Pentecost - Settlements



The pattern of settlement in South Pentecost includes both nucleated villages and dispersed homestead patterns. In the traditionalist or kastom villages, such as Bunlap in the Southeast, the predominant pattern is nucleated, with houses strung out down a ridge and communal men's houses and dancing grounds at the highest elevation. In traditionalist Villages the preferred materials and house designs are Indigenous: earth floors, bamboo-pole walls, and sago-palm thatch roofs on a rectangular frame. Each of these dwellings typically contains a single room, but within this room a transverse log divides the cooking fires of women and children at the front from men at the back.
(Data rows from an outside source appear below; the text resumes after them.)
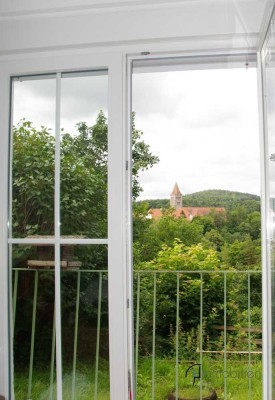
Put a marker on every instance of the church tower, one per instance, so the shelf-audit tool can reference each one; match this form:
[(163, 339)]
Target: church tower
[(176, 197)]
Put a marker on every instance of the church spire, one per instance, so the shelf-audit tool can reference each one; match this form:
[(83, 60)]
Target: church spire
[(176, 197)]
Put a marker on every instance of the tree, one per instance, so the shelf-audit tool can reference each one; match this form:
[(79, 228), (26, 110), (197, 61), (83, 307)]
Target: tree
[(83, 179)]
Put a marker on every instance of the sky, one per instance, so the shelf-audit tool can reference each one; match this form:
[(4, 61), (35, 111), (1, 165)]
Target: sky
[(202, 124)]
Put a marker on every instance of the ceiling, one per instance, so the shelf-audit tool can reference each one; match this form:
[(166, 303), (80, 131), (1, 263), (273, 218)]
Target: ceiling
[(29, 25)]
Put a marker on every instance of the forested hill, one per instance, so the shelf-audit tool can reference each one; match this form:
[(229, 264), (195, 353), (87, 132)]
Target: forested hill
[(213, 198)]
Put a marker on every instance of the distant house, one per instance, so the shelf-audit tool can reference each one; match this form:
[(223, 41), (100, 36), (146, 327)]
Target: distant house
[(179, 211)]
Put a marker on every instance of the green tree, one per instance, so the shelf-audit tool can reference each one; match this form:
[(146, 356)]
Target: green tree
[(84, 159)]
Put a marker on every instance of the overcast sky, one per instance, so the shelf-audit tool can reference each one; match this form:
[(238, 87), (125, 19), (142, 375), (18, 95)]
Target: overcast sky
[(203, 125)]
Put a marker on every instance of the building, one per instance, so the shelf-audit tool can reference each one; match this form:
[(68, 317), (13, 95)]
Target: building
[(183, 212), (38, 38)]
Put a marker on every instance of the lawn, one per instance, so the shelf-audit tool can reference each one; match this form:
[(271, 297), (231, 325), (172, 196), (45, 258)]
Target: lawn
[(240, 380)]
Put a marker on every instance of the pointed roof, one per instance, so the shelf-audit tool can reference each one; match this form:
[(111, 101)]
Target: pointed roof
[(176, 191)]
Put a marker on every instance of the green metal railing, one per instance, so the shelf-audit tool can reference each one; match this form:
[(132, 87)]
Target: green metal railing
[(99, 274), (201, 275), (139, 276)]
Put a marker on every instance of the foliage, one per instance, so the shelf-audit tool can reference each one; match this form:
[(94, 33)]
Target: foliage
[(213, 198), (83, 178)]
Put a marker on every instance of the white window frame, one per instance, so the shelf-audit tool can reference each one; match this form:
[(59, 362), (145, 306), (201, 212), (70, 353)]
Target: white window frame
[(212, 60), (74, 61), (119, 194)]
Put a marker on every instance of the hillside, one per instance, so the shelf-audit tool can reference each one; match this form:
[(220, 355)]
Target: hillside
[(213, 198)]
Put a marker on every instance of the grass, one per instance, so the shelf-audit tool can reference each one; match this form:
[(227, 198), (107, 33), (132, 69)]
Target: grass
[(237, 380)]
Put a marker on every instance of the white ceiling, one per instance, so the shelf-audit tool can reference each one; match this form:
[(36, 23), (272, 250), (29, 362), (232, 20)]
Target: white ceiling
[(29, 25)]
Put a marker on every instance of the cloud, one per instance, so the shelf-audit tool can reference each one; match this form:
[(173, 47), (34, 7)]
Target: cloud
[(81, 100)]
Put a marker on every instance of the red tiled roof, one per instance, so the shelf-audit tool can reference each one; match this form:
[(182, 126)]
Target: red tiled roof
[(176, 190), (188, 212)]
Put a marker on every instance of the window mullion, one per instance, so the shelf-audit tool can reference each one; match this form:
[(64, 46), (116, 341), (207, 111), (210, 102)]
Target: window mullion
[(57, 240)]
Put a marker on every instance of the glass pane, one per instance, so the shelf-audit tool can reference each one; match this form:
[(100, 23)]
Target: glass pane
[(197, 242), (33, 157), (84, 154), (85, 349), (33, 318), (269, 91)]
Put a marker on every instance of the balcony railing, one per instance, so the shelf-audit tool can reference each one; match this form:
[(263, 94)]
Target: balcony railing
[(177, 319)]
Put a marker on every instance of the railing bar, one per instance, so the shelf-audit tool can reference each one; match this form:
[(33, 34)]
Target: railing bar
[(137, 329), (33, 334), (225, 337), (154, 337), (201, 333), (177, 336), (184, 271), (76, 333), (98, 334), (249, 338), (147, 271), (94, 271), (15, 287), (52, 356)]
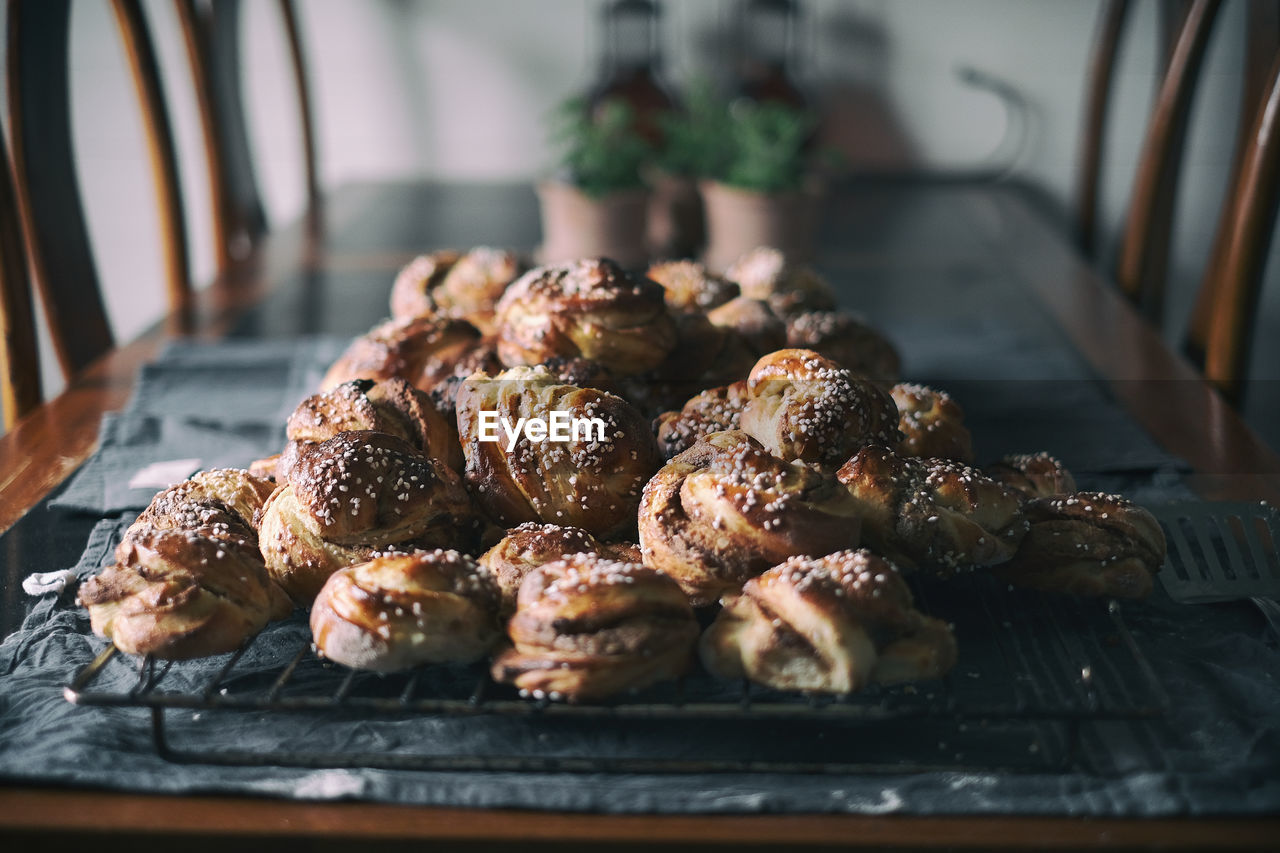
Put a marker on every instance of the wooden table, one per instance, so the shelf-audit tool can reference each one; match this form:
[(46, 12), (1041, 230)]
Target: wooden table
[(332, 274)]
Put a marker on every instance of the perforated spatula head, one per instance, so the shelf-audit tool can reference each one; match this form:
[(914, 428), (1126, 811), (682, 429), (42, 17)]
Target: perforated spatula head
[(1220, 551)]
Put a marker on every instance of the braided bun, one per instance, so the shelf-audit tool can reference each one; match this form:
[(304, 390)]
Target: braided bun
[(766, 274), (187, 579), (403, 610), (448, 284), (423, 350), (803, 406), (1032, 474), (586, 482), (355, 495), (726, 510), (1087, 543), (691, 287), (848, 341), (931, 512), (531, 544), (932, 424), (589, 309), (832, 624)]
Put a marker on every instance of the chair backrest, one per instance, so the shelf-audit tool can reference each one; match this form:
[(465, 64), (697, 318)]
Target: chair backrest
[(1223, 324), (48, 192), (19, 361), (211, 35), (1106, 48), (1143, 260)]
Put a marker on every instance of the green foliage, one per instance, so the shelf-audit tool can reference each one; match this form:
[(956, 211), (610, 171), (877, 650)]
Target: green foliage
[(695, 140), (753, 146), (767, 146), (599, 150)]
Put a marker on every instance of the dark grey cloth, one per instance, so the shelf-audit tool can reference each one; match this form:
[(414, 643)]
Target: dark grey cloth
[(234, 381), (129, 443), (1216, 753)]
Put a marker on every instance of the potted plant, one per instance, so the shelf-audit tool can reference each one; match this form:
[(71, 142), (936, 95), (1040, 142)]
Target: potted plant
[(763, 192), (597, 203), (691, 147)]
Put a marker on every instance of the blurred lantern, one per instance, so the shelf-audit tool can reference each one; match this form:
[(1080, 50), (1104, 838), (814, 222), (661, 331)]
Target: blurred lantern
[(630, 64), (767, 39)]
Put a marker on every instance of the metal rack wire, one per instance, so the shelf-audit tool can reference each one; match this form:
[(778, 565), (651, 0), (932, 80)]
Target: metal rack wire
[(1033, 669)]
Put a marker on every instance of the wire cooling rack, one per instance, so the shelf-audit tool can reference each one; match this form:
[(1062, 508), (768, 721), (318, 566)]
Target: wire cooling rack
[(1032, 670)]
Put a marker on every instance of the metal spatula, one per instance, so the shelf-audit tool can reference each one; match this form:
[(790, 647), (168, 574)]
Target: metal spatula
[(1223, 551)]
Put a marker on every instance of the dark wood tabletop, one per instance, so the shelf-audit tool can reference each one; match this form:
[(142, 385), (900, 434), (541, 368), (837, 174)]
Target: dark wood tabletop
[(903, 242)]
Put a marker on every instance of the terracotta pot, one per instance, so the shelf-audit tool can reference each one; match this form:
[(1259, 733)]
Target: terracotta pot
[(737, 220), (676, 226), (579, 226)]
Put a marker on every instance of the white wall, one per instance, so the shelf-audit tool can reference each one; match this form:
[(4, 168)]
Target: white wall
[(457, 89)]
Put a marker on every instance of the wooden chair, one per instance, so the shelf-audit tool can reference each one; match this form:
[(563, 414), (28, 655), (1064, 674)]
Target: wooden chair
[(1143, 260), (211, 35), (1106, 48), (1221, 331), (19, 361), (48, 195)]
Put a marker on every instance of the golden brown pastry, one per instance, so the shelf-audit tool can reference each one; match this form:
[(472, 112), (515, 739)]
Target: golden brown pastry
[(803, 406), (586, 628), (389, 406), (766, 274), (832, 624), (1087, 543), (355, 495), (705, 356), (188, 579), (711, 411), (424, 351), (754, 322), (726, 510), (586, 482), (403, 610), (1032, 474), (932, 514), (848, 341), (530, 546), (446, 283), (481, 357), (691, 287), (589, 309), (932, 424)]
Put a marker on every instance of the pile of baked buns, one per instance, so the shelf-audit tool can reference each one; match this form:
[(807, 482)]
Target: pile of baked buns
[(757, 457)]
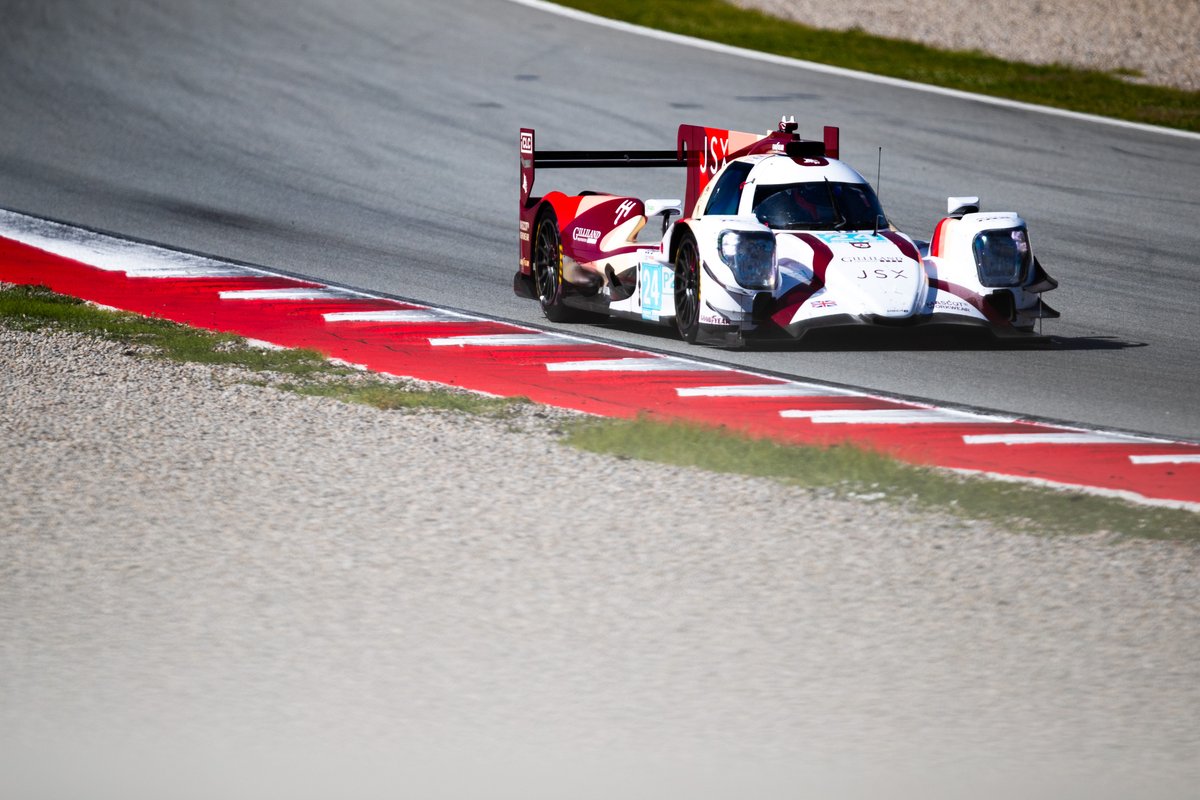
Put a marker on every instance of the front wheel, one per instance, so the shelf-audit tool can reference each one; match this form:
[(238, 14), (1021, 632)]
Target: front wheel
[(688, 289), (547, 270)]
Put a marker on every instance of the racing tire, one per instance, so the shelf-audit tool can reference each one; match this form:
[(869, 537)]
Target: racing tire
[(688, 289), (547, 270)]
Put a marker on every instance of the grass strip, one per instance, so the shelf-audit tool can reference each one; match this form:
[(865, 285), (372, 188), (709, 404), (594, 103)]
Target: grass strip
[(853, 473), (306, 372), (1091, 91), (390, 396)]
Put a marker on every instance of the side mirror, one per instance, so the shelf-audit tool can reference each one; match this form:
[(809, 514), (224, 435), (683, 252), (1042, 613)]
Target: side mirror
[(659, 208)]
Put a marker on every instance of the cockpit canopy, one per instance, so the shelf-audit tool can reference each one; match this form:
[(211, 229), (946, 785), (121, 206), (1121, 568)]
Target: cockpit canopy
[(819, 205)]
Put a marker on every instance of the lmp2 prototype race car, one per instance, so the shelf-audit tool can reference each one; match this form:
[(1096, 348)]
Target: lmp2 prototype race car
[(774, 238)]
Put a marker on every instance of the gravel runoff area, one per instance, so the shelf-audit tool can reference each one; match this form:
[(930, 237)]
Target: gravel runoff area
[(1161, 38), (211, 589)]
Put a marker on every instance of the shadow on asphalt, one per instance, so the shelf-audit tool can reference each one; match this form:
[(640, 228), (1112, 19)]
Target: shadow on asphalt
[(893, 338)]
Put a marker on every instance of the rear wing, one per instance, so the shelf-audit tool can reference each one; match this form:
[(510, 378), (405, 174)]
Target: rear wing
[(585, 158), (701, 150)]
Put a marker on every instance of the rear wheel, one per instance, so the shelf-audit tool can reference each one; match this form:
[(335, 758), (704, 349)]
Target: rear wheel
[(547, 270), (688, 288)]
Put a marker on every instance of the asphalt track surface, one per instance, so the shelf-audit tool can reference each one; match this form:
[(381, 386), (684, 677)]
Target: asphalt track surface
[(373, 144)]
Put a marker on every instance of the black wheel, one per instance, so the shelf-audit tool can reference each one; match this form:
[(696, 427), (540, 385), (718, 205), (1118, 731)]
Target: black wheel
[(547, 270), (688, 288)]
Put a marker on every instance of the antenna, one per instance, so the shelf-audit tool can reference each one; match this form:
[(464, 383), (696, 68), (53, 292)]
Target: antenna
[(879, 178), (879, 172)]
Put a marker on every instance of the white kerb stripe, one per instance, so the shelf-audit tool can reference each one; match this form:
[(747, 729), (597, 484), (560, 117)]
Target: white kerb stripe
[(1080, 438), (400, 316), (113, 254), (630, 365), (766, 390), (507, 340), (1176, 458), (324, 293), (893, 416)]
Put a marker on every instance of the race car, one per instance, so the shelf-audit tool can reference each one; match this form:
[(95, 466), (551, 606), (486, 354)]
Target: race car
[(773, 238)]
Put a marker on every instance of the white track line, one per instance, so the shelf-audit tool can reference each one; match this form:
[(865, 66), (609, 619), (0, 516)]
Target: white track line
[(1074, 438), (507, 340), (767, 390), (1177, 458), (631, 365), (894, 416), (811, 66), (400, 316), (322, 293)]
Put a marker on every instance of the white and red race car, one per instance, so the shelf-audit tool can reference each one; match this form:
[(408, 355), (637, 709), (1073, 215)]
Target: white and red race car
[(774, 238)]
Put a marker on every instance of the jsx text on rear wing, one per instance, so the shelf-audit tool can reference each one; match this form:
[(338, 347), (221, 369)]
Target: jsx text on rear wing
[(701, 150)]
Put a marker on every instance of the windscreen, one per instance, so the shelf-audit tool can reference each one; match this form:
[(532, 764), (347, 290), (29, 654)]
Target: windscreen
[(819, 205)]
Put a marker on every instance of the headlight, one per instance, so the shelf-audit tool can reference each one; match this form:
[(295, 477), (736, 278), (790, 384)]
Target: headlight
[(750, 254), (1002, 257)]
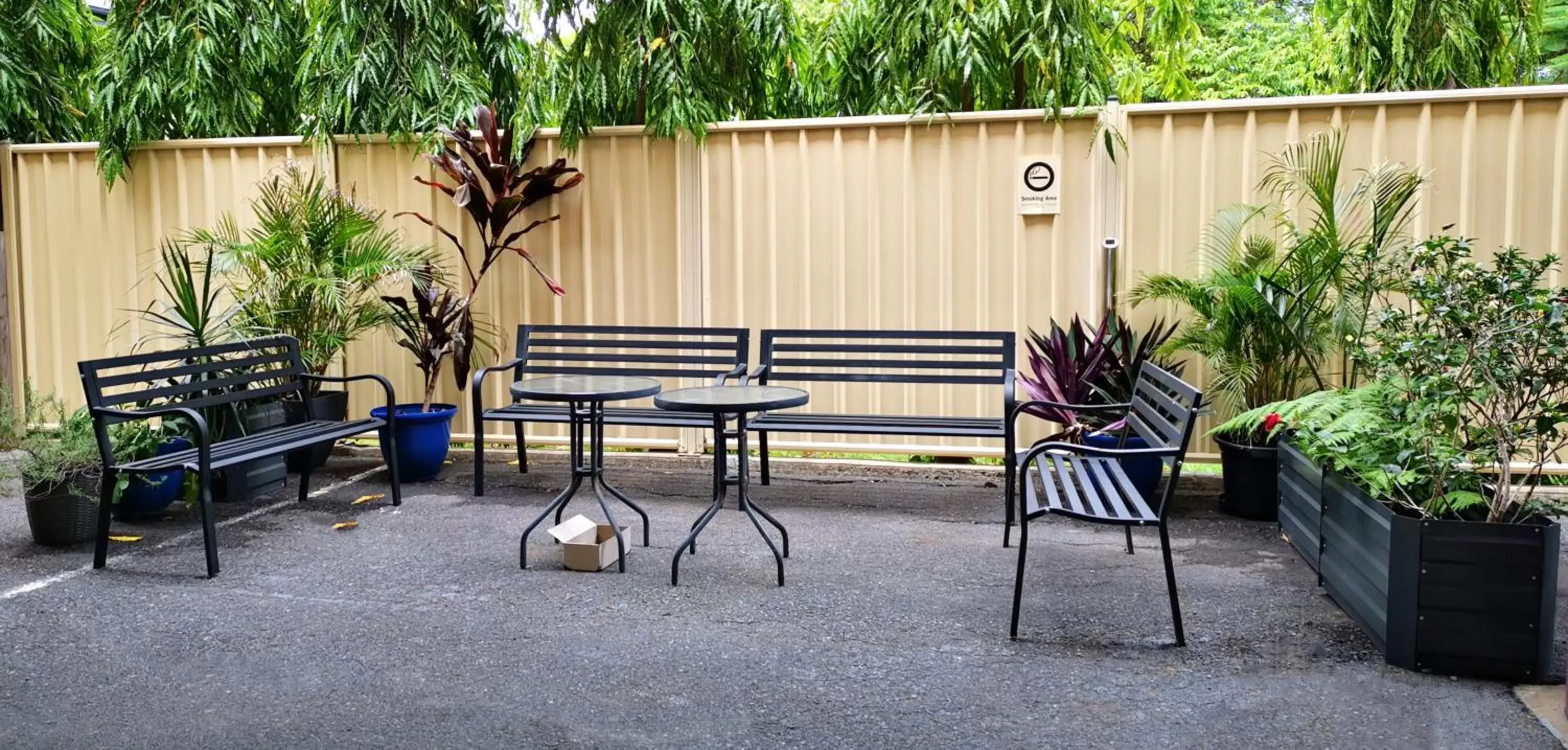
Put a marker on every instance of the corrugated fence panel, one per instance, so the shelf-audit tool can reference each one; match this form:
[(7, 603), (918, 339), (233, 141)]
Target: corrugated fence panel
[(85, 253), (615, 250), (897, 226), (1495, 159)]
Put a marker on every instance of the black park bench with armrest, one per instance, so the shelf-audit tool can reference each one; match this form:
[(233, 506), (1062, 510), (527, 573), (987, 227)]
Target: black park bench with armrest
[(206, 388), (976, 358), (658, 352)]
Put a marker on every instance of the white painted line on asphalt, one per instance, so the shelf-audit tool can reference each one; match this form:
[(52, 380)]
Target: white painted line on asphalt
[(70, 575)]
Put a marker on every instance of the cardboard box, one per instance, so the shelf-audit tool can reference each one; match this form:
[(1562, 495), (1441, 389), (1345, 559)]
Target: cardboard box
[(589, 547)]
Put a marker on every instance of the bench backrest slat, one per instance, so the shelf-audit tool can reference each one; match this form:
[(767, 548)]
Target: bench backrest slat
[(1164, 408), (963, 354), (659, 352), (195, 377)]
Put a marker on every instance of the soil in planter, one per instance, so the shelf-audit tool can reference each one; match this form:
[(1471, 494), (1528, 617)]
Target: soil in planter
[(1252, 481)]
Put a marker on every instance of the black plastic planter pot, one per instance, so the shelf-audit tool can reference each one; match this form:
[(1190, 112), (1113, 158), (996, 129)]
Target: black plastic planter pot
[(1250, 481), (1449, 597), (328, 405), (60, 518)]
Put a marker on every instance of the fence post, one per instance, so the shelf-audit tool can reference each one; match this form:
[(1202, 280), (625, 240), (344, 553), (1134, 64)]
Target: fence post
[(11, 374), (1112, 194), (692, 255)]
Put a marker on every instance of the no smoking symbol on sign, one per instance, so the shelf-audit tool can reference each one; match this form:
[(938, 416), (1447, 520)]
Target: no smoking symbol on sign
[(1040, 176)]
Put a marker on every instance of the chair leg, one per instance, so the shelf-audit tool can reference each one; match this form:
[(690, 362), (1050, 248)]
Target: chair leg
[(523, 449), (393, 471), (479, 457), (106, 510), (1170, 583), (305, 484), (1010, 463), (763, 451), (1018, 579), (209, 529)]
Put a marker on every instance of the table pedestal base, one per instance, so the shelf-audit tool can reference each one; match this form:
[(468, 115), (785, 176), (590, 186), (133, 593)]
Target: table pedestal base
[(587, 418), (722, 482)]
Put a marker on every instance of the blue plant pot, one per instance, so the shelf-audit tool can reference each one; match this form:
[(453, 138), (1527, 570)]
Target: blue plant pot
[(149, 493), (1145, 473), (422, 438)]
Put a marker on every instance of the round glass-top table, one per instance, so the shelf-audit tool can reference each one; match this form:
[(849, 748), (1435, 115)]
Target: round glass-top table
[(587, 396), (736, 402)]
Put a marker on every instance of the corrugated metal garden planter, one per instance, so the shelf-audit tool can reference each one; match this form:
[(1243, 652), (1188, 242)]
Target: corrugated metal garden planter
[(1449, 597)]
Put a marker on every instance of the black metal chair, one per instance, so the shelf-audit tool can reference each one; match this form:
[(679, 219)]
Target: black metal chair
[(214, 382), (1093, 485), (659, 352), (974, 358)]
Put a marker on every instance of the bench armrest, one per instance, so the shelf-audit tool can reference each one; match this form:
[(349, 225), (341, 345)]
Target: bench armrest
[(386, 387), (203, 437), (1024, 407), (737, 372), (1101, 452), (479, 385)]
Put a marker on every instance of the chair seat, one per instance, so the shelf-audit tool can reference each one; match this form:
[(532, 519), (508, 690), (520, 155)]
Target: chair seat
[(1092, 488), (264, 445), (639, 416), (880, 424)]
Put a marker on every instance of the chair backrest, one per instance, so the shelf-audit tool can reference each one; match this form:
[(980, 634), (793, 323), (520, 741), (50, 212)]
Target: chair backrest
[(890, 357), (678, 352), (1164, 410), (223, 376)]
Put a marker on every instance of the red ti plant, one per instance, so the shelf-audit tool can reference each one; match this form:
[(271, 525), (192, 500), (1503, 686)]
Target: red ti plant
[(493, 186), (1064, 368)]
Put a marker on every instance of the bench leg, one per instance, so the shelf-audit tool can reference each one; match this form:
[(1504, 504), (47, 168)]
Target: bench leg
[(1010, 471), (305, 484), (106, 510), (1170, 583), (1018, 579), (763, 452), (209, 529), (523, 448)]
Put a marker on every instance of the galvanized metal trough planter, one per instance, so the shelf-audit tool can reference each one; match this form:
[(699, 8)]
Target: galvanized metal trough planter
[(1448, 597)]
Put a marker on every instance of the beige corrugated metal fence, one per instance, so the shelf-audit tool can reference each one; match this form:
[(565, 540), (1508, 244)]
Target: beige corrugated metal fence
[(828, 223)]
The men's houses are of the same materials and design, but they are much larger and have a series of fires for men of different rank. These traditional structures are complemented by more novel sleeping houses that are raised on stilts, with woven bamboo floors and walls and thatch roofs. This is the usual style of houses in Christian settlements; today, however, they are sometimes made of concrete and corrugated iron with several rooms. Most villages are connected by paths, although between coastal settlements, especially in the west, people may travel by sea in outrigger canoes, dinghies with outboard motors, or occasionally motorized launches. On the level western coast there is a vehicular road stretching from Lonoror to Wanur.